За кулисами Шостаковича окружила толпа поклонников. Прямо передо мной стоял Арам Хачатурян, который поцеловал Шостаковича и воскликнул:
— Митя, спасибо тебе, ты гениален!
Шостакович как-то скривился и односложно поблагодарил. Когда подошел я и выразил ему свою признательность за столь сильное переживание, он не только не ответил, но даже сделал вид, будто вообще меня не узнал. Поэтому я добавил, что приехал прямо из Варшавы, но он продолжал смотреть на меня как на стенку. Моему знакомому, который тоже принес ему свои поздравления, Шостакович в ответ сказал несколько теплых слов. Все это казалось настолько странным, что этот знакомый с подозрением спросил меня:
— А вы вообще-то знаете друг друга?
Через много лет Ирина Шостакович рассказала мне, что композитор тогда так ужасно нервничал, что не способен был нормально реагировать, встречаясь со знакомыми. И мне невольно припомнилась, toutes proportions gardées, известная история о его встрече с Анной Ахматовой.

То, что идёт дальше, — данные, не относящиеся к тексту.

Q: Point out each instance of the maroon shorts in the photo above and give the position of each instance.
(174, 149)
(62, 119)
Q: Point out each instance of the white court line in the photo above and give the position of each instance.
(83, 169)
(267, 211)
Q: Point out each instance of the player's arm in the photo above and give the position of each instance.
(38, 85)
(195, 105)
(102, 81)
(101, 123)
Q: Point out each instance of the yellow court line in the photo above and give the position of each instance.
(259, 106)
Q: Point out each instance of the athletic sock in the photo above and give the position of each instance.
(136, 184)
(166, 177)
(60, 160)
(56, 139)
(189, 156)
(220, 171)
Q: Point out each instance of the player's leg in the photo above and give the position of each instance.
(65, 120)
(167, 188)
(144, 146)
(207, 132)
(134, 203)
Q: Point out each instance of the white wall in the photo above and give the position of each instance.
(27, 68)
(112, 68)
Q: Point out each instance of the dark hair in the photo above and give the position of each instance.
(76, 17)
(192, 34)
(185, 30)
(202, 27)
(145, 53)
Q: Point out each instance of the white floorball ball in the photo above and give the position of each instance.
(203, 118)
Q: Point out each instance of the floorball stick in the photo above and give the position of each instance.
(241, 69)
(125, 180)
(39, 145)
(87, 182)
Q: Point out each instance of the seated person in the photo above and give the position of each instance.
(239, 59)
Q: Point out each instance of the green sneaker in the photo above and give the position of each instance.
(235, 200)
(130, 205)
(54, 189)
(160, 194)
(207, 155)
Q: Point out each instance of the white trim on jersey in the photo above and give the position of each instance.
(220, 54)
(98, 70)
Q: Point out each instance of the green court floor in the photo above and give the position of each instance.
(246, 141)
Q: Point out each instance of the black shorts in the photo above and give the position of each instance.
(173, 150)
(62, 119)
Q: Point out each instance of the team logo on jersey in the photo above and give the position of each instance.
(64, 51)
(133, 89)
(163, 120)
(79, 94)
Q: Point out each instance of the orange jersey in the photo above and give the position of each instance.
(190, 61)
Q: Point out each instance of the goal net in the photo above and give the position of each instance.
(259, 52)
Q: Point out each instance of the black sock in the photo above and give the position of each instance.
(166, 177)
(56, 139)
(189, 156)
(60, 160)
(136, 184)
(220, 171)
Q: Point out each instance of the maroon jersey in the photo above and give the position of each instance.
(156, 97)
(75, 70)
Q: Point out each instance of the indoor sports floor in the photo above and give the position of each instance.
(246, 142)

Они познакомились еще в предвоенное время. Великая поэтесса высоко ценила композитора и даже посвятила ему одно из своих стихотворений. В годы клеветнической кампании, развязанной Ждановым, их контакты прервались, и новая их встреча произошла уже в начале 60-х, в Комарове под Ленинградом, где Ахматова нанесла Шостаковичу визит. Композитор, никогда не обращавший внимания на одежду, вышел к ней в каком-то затрапезном одеянии. После первых приветственных слов они молча сели за стол. Ирина Антоновна подала чай, а они продолжали молчать. Это молчание длилось почти час, несмотря на неоднократные попытки жены композитора завязать разговор. Наконец Ахматова встала. Была сделана общая фотография, после чего гостья попрощалась и вышла. Они больше ни разу не встречались, а спустя два месяца Ахматова умерла.
Через два дня после поразившего меня происшествия в Московской консерватории я столкнулся с Шостаковичем в Большом театре. Как обычно, антракт он проводил сидя в кресле.
— Добрый вечер, как прошла последняя «Варшавская осень»? — мгновенно отреагировал он при виде меня.
Мы договорились встретиться назавтра, в первой половине дня у него дома. Шостакович заранее извинился, что «не будет в состоянии принять меня как полагается».
Зная его пристрастие к пунктуальности, я явился с точностью до минуты. Дверь мне открыл сам Шостакович, чрезвычайно взволнованный, чтобы не сказать расстроенный.